B.Alanine aminotransferase (ALT), also known as serum glutamate pyruvate transaminase (SGPT), is a highly sensitive and liver-specific enzyme widely used as a biomarker for hepatocellular injury. Under normal physiological conditions, ALT is predominantly localized within hepatocytes; however, damage to hepatic cell membranes leads to its release into the bloodstream, resulting in elevated serum levels (Reitman and Frankel, 1957; Zimmerman, 1999). In the present study, administration of carbon tetrachloride (CCl?) caused a marked elevation in ALT levels (169.67 ± 0.7998 U/mL) compared to the control group (18.82 ± 0.2420 U/mL), indicating severe hepatocellular damage. This observation is consistent with earlier reports demonstrating that CCl? induces oxidative stress, lipid peroxidation, and membrane disruption, thereby promoting leakage of intracellular enzymes (Recknagel et al., 1989; Weber et al., 2003).

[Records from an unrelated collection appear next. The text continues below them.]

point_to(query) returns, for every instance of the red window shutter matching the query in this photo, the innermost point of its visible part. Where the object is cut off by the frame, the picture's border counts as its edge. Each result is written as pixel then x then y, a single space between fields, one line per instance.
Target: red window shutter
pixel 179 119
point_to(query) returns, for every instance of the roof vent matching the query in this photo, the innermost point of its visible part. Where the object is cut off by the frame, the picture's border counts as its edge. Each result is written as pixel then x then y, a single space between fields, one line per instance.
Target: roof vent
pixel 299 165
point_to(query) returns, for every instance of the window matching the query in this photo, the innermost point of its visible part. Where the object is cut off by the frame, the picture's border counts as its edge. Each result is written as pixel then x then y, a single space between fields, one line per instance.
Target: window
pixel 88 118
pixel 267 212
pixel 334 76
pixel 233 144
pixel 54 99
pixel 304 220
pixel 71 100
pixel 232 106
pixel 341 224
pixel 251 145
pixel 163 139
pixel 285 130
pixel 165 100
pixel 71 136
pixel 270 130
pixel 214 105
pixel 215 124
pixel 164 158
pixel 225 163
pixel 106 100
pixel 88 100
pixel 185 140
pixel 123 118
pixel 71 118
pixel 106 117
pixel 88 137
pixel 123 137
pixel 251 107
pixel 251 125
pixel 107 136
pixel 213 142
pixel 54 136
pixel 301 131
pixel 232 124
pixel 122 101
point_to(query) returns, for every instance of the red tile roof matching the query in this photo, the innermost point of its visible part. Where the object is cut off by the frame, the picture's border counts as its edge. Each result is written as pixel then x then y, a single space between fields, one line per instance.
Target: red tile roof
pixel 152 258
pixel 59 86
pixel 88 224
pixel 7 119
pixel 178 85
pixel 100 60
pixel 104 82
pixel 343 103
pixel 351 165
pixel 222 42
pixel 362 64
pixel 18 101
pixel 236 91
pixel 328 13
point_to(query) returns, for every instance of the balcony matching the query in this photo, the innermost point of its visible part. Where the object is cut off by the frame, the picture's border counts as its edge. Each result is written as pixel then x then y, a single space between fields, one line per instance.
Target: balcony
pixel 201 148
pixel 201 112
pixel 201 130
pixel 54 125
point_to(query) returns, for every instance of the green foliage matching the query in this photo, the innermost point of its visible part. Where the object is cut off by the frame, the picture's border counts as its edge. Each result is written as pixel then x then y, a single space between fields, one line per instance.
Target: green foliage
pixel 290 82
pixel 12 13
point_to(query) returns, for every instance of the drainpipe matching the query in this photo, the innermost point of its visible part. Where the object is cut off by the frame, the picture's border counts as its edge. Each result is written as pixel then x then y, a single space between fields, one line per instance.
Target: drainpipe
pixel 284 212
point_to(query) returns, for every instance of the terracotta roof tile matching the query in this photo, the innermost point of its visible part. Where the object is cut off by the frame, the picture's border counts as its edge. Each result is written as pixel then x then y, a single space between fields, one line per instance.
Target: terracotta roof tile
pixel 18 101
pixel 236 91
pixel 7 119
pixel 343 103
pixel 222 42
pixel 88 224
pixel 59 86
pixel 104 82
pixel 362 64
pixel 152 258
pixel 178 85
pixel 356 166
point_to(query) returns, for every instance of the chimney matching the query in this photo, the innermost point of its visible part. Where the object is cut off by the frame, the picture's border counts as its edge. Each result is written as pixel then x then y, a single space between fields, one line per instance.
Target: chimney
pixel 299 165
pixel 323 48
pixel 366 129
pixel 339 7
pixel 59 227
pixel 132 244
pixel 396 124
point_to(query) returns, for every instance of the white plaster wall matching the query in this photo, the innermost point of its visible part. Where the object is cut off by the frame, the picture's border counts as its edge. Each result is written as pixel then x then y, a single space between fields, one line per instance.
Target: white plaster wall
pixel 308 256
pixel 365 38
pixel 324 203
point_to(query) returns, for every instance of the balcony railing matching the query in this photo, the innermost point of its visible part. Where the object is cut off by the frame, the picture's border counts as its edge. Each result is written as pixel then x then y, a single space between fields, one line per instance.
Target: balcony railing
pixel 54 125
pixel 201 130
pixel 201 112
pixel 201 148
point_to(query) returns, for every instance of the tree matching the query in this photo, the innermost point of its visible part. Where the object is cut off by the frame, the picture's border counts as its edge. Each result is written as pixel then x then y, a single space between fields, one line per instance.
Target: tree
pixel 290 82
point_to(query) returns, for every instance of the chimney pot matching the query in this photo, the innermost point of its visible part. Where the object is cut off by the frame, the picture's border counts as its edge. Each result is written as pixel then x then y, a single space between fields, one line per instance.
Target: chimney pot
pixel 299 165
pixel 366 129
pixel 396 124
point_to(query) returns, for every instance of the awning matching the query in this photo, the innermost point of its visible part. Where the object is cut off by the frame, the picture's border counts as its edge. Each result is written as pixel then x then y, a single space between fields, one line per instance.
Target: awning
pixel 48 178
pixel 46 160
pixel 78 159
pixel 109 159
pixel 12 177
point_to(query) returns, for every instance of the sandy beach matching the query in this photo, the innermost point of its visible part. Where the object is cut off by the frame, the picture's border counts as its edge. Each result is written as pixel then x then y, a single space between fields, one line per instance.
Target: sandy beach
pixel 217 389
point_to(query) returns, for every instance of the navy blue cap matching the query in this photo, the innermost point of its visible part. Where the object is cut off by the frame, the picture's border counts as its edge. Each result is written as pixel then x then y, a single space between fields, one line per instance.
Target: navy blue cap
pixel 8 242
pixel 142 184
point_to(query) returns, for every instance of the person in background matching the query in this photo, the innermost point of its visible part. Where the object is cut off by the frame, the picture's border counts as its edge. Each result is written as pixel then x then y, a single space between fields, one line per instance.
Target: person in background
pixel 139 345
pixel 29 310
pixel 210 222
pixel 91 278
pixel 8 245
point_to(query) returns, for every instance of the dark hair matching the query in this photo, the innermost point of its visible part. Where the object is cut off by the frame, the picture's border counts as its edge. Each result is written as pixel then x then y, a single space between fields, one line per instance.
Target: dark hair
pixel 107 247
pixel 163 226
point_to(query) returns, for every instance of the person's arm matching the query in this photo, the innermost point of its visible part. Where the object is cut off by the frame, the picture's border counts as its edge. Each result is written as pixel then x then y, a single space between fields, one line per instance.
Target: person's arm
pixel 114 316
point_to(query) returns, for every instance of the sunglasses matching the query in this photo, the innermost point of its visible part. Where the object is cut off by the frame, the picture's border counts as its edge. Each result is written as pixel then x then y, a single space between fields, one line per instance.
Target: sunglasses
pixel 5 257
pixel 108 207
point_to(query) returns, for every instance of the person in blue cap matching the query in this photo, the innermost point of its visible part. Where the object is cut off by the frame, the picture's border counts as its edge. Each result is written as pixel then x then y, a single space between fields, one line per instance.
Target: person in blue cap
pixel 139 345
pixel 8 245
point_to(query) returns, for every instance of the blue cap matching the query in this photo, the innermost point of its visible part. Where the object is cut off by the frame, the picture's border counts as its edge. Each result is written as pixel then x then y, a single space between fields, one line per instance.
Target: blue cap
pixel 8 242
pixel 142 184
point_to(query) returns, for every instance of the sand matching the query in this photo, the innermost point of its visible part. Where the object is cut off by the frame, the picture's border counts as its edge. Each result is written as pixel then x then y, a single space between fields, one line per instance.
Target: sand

Treatment with the hydroalcoholic extract of Betula utilis significantly reduced ALT levels in a dose-dependent manner, with values of 118.96 ± 0.8079, 67.80 ± 0.5028, and 42.23 ± 0.7455 U/mL at doses of 100, 200, and 400 mg/kg, respectively. The highest dose demonstrated near normalization of ALT levels, comparable to the standard drug silymarin (37.72 ± 0.7223 U/mL), indicating strong hepatoprotective activity. Statistical analysis using one-way ANOVA revealed a highly significant difference among treatment groups [F(5,30) = 7412; P < 0.0001], with an R² value of 0.9992, confirming that treatment was the primary contributor to variation in ALT levels. Bartlett’s test indicated homogeneity of variances (P = 0.2268), supporting the reliability of the analysis. Furthermore, Tukey’s post hoc test confirmed significant differences between all groups, with extract-treated groups showing progressive improvement in ALT levels as the dose increased. These findings strongly suggest that Betula utilis extract exerts a dose-dependent hepatoprotective effect, likely through stabilization of hepatocyte membranes, attenuation of oxidative stress, and prevention of enzyme leakage. Overall, the significant reduction in ALT levels demonstrates the efficacy of the extract in mitigating CCl?-induced liver injury, with higher doses exhibiting effects comparable to the standard hepatoprotective agent.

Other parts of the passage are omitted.